The crux of the plot revolves around his neuroses coming down hard on the gang. Though Pinkie is able to kill Fred — a chilling scene set in the carnival fun house — he is gripped by paranoia that someone will discover his crime, even though the police have immediately closed the investigation as death due to a heart attack. It is perhaps a secret, hidden guilt that causes Pinkie to obsessively worry about evidence, which he has his followers track down and stamp out for no logical reason. His marriage to Rose seems to be a way to keep her close without admitting that he has feelings for her — it’s possibly these feelings of love within himself that Pinkie hates, rather than Rose herself. It is also likely that Rose — young and Catholic, like himself — is a living reminder of his guilt, his act of murder. He could easily murder her too, a far simpler task than marrying her to keep her quiet, but he chooses to keep her close.

Aside from Attenborough’s incredible performance, there are some great side roles.
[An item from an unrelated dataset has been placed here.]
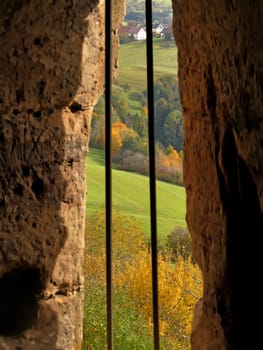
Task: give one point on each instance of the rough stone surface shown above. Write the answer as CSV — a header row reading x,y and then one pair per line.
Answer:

Hermione Baddeley is wonderful as the stubborn Ida, a frumpy, somewhat annoying performer who is inexplicably desperate to discover Fred’s murderer. This is presumably because of his one act of kindness towards her — an act fueled sheerly by desperation — which adds to the pathos of her character and the grim tone of the film. Future first Doctor Who William Hartnell is quite dashing as Dallow, while Carol Marsh (Horror of Dracula) is lovely as Rose.

Brighton Rock is available on Blu-ray and comes with the highest recommendation. Though the ending was forced on Boulting by the studio, I think it sums up the overall air of the film — incredibly cynical — and shows that hope is a lie, optimism and faith are always misplaced, and the Catholic way of looking at the world is often strange and cruel.